Was hat er seiner Meinung nach falsch angepackt? Die Auseinandersetzung um Melcher: "Ich habe zu emotional reagiert." Vieles, was der Landesrechnungshof kritisiert habe, sei berechtigt gewesen. Doch aufgrund einer fest gefahrenen, sehr persönlichen Kampf-Situation zwischen ihm und dem Gremium habe er dies nicht akzeptieren wollen: "Es war ein Prozess", sagt er. Melchers mangelndes Fingerspitzengefühl im Umgang mit Steuergeldern führt Rauber auf fehlende Regelungen für Dienstreisen und Spesen zurück. Warum hat Rauber nicht selbst Leitplanken eingezogen? "Ich wusste ja nicht, dass es sie nicht gibt." Ist sonst nichts offen geblieben? Die Koordination der Kultur zwischen Land und Kommunen habe man nicht hinbekommen, so Rauber. Auch hätte er zu gerne noch die Event-Halle auf eine sichere Realisierungs-Rampe geschoben. Wie verlaufen die letzten Tage? Morgen will Rauber dem Staatskanzlei-Team bei einem von ihm spendierten Mittagessen mit Bibbelschesbohnesupp und Quetschekuche Auf Wiedersehen sagen. Zwei Tage später wird er dann zum letzten Mal im Büro sein, zur Amtsübergabe. Danach folgt eine dreimonatige Auszeit. Lesen, reisen, Opa-Sein. "Sechs Monate lang habe ich mich darauf richtig gefreut, doch in den vergangenen zehn Tagen kam viel Wehmut auf." Seine Entlassungsurkunde hat Rauber übrigens als Noch-Chef der Staatskanzlei selbst unterschreiben müssen, im Rest-Wust von Schreiben angeblich "ein Strich wie jeder andere." Niemals.
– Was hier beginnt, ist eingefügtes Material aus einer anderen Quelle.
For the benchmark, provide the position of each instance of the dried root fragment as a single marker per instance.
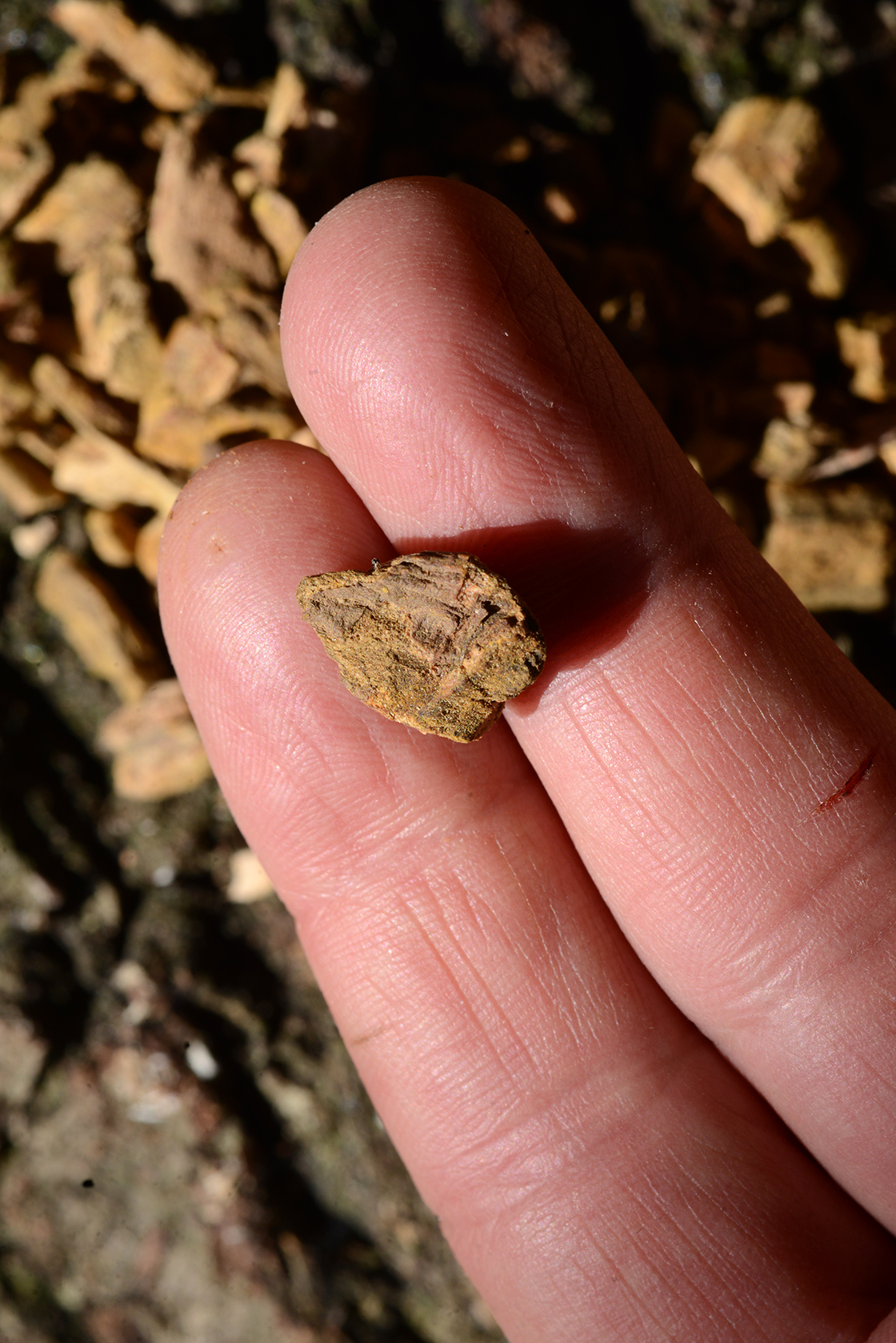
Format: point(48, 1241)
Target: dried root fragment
point(430, 639)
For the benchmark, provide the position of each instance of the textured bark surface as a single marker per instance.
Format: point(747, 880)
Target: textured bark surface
point(435, 641)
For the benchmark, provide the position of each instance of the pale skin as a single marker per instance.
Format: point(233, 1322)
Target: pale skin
point(619, 984)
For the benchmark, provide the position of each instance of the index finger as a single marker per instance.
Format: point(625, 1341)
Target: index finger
point(692, 717)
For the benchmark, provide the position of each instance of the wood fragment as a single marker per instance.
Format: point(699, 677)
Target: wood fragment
point(195, 235)
point(105, 475)
point(288, 105)
point(172, 77)
point(434, 641)
point(97, 625)
point(92, 203)
point(79, 402)
point(120, 344)
point(280, 225)
point(154, 746)
point(247, 879)
point(26, 485)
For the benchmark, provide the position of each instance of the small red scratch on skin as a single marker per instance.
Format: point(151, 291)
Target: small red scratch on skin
point(852, 784)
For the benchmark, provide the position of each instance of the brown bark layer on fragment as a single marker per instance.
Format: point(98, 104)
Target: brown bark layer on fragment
point(434, 641)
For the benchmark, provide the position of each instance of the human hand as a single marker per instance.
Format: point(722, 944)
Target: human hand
point(582, 962)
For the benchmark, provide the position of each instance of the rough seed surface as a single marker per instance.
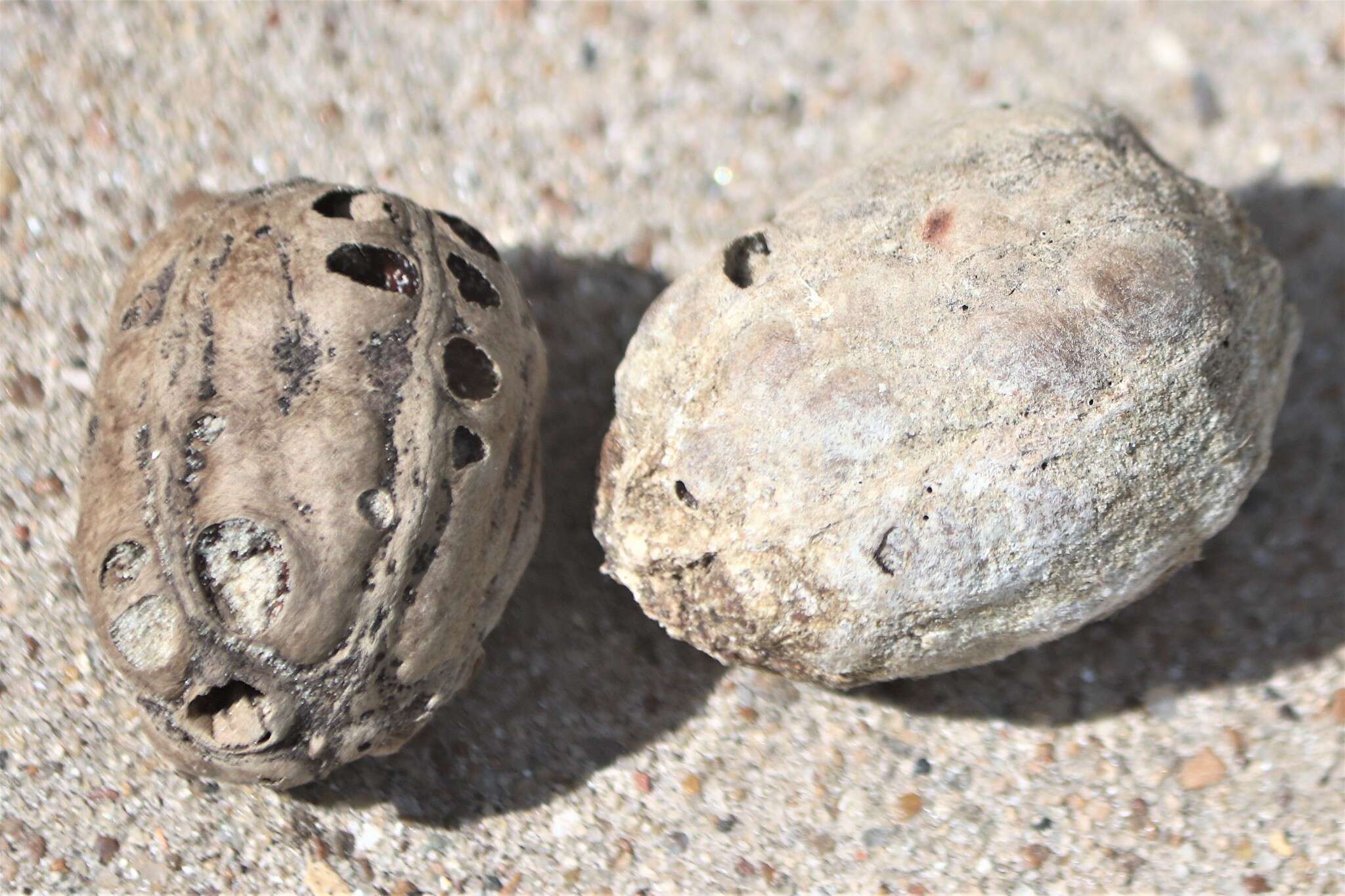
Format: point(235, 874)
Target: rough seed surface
point(606, 150)
point(273, 396)
point(988, 386)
"Ich war der klassische zweite Mann und immer in der Rolle des Zuarbeiters."

Karl Rauber

über sich selbst

Zur Person

Karl Rauber stammt aus Güdesweiler (Oberthal). Seine Polit-Karriere startete der gelernte Bankkaufmann 1979 als Referent in der CDU-Landesgeschäftsstelle. Zwischen 1986 und 1999 war er Landesgeschäftsführer. 1994 zog Rauber erstmals in den Landtag ein, dem er seit 2004 wieder angehört. 1999 wurde er Chef der Staatskanzlei und Europabeauftragter, 2004 Minister für Bundes- und Europaangelegenheiten, 2009 kam das Kulturressort dazu.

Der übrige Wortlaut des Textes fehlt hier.